As workplaces reopen many employers will adopt active screening – a process of asking employees questions (sometimes with a temperature check) to determine if they may be infected with COVID-19 and should be denied entry to the workplace.
The problem is that active screening protocols are very biased towards exclusion. The current Ontario assessment model, for example, currently tells anyone with a headache to self-isolate and speak to a physician about getting tested for COVID-19. It also says, “You should tell people to monitor their health and to self-isolate if you were in close physical contact with them in the 2 days before your symptoms started.”

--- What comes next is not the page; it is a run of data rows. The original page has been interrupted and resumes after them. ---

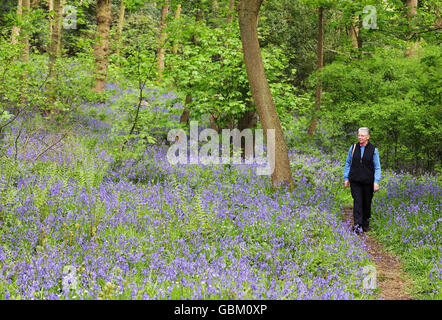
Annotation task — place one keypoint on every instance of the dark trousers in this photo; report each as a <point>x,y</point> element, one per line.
<point>362,195</point>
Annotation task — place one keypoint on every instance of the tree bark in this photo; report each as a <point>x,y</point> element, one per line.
<point>162,39</point>
<point>54,51</point>
<point>231,11</point>
<point>186,112</point>
<point>248,20</point>
<point>177,16</point>
<point>51,24</point>
<point>312,128</point>
<point>411,15</point>
<point>55,38</point>
<point>59,27</point>
<point>104,20</point>
<point>120,28</point>
<point>16,29</point>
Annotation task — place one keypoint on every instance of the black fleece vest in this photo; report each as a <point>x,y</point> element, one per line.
<point>362,170</point>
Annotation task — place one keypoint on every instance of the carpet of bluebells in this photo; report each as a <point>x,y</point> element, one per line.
<point>76,224</point>
<point>408,219</point>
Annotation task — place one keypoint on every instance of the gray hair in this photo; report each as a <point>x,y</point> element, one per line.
<point>364,130</point>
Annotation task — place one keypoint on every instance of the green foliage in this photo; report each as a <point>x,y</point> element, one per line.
<point>388,93</point>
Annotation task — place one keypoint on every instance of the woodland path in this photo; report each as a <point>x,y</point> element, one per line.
<point>393,283</point>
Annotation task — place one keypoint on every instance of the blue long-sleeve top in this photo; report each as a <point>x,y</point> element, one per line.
<point>376,163</point>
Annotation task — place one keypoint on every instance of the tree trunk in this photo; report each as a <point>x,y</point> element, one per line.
<point>120,28</point>
<point>104,20</point>
<point>25,38</point>
<point>35,4</point>
<point>54,52</point>
<point>16,29</point>
<point>248,20</point>
<point>162,39</point>
<point>186,112</point>
<point>312,128</point>
<point>55,37</point>
<point>59,27</point>
<point>231,11</point>
<point>177,16</point>
<point>248,120</point>
<point>51,24</point>
<point>411,15</point>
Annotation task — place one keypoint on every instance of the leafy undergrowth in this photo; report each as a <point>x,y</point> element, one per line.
<point>78,225</point>
<point>407,218</point>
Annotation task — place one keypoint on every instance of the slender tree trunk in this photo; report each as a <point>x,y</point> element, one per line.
<point>411,15</point>
<point>120,28</point>
<point>54,52</point>
<point>177,16</point>
<point>313,124</point>
<point>60,27</point>
<point>55,37</point>
<point>162,39</point>
<point>104,20</point>
<point>25,39</point>
<point>248,120</point>
<point>186,112</point>
<point>51,22</point>
<point>231,11</point>
<point>16,29</point>
<point>248,20</point>
<point>356,38</point>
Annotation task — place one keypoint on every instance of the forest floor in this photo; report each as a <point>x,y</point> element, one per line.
<point>392,282</point>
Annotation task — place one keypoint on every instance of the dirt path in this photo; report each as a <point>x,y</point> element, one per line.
<point>392,281</point>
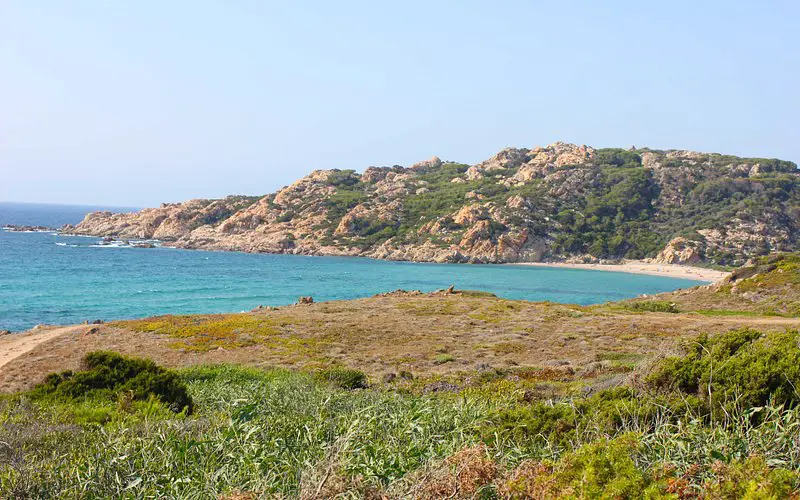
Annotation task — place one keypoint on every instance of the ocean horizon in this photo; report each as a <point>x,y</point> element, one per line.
<point>46,278</point>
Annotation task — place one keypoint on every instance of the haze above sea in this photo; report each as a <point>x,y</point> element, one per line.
<point>52,279</point>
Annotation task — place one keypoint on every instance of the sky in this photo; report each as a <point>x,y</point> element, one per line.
<point>134,103</point>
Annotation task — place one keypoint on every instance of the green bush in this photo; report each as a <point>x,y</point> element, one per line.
<point>653,306</point>
<point>603,469</point>
<point>346,378</point>
<point>743,368</point>
<point>106,374</point>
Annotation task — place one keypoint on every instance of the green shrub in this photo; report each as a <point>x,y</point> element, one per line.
<point>346,378</point>
<point>441,359</point>
<point>107,374</point>
<point>743,368</point>
<point>603,469</point>
<point>653,306</point>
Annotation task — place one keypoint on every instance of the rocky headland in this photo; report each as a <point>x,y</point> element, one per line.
<point>562,202</point>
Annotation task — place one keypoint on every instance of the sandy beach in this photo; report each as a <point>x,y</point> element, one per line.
<point>641,267</point>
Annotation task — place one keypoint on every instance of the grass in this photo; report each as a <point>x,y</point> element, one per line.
<point>207,332</point>
<point>283,433</point>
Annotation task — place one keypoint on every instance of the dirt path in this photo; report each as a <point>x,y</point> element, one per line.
<point>16,344</point>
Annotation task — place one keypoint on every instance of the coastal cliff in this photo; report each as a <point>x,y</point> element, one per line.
<point>560,202</point>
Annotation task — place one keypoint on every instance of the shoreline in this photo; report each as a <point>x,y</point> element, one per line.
<point>641,267</point>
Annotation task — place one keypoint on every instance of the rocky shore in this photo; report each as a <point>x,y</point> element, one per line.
<point>556,203</point>
<point>14,228</point>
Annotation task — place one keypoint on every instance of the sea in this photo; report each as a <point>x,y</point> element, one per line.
<point>47,278</point>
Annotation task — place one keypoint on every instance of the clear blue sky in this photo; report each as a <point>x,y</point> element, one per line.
<point>139,102</point>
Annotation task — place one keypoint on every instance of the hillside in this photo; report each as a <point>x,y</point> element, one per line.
<point>548,203</point>
<point>769,285</point>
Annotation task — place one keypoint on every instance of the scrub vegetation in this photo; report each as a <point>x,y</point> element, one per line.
<point>664,431</point>
<point>412,395</point>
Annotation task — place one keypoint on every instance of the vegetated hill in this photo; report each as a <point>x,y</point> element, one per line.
<point>718,418</point>
<point>769,285</point>
<point>556,202</point>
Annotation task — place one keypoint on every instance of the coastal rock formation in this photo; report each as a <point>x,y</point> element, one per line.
<point>556,202</point>
<point>680,251</point>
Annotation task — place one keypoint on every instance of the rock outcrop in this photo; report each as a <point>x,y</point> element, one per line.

To make things more complicated, we can expect employees to start getting pinged with “exposure notifications” from contact tracing applications that will someday soon be rolled out across Canada.
To say employers face a potential productivity problem is an understatement. Even before the coming of digital exposure notification, one headache or unexplained case of the sniffles could take out an entire group of workers – a “work pod” if employees have been grouped to prevent the spread of infection. Employers understandably want access to quick and accurate diagnostic information.
The Promise of Testing
Testing and diagnosis is complicated and not perfectly accurate, but the right test employed well promises a better, more efficient means of controlling access to the workplace than one that relies on screening that is backed by the public health system.
Some employers may wish to test only employees who are screened out of the workplace (as a means of facilitating quick return). These employers will consider incentivising employees to take a test by placing them on an unpaid leave unless sickness is later confirmed. Unionized employers may not have this option.
Other employers will consider periodic testing of asymptomatic employees, an expensive proposition likely reserved for critical workgroups. The ability to mandate such testing will depend on the strength of the need. Unionized employers will face greater risks, and the application of privacy legislation (which does not uniformly apply to employees in Canada) is also relevant.
All this may be somewhat academic until there are viable testing resources available to Canadian employers. The Spartan Cube from Ottawa’s Spartan Bioscience showed great promise because it supported on-site testing with results available in as little as an hour. The Cube was recalled, however, on May 5th based on concerns about efficacy. The CBC reported last week that a lab in Newfoundland is preparing to offer testing to Candaian employers, with results issued within four hours after samples are received in the lab. It is unclear if this is fast enough to meet employer requirements.
The Promise of Tracing
The other, related protocol involves contract tracing in the workplace.
Two months into our lockdown, it’s now apparent that employers play a leading role in enforcing self-isolation directions. Recall that, in Ontario, a direction to self-isolate based on close physical contact can be triggered by symptoms alone. Workplace contact tracing therefore precedes (and complements) tracing done by public health authorities, which is based on a diagnosis. Employers, in fact, play an essential role in supporting our public health system.
To play this role employers first need to receive diagnostic information from their employees. Active screening will generate this information, but employers should tell employees who self-identify as possibly sick with COVID-19 to make a report. The normal rule (that arises out of Canadian arbitral law) against receipt of diagnostic information simply cannot be sustained if employers are to effectively manage the risk of COVID-19 exposure in the workplace.
Employers must then identify “close physical contacts” at the workplace, which is why they must consider where work will occur by whom, with a general emphasis on controlling movement about the workplace and keeping a record of who works where. Done well, this may be enough to support effective identification of at risk employees. Employers who cannot control movement about the workplace in this way will consider using smart badge, cell phone or other technology to collect workplace contact data –i.e., data about who has been in contact with whom, when and for how long.
The gathering of workplace contact data is bound to raise sensitivities to surveillance, though is not the same as location tracking and is less intrusive than the video surveillance already in use at many Canadian workplaces. Like with testing, the risks and constraints vary depending on whether the workplace is unionized and whether privacy legislation applies. The general requirements are justification based on need, reasonable data security and good data governance (including notice and a policy commitment to limited use).
Canadian employers rightly understand the significant role they will play in our return to productivity and the importance of an efficient means of diagnosis. This is why workplace testing and tracing has become a top concern.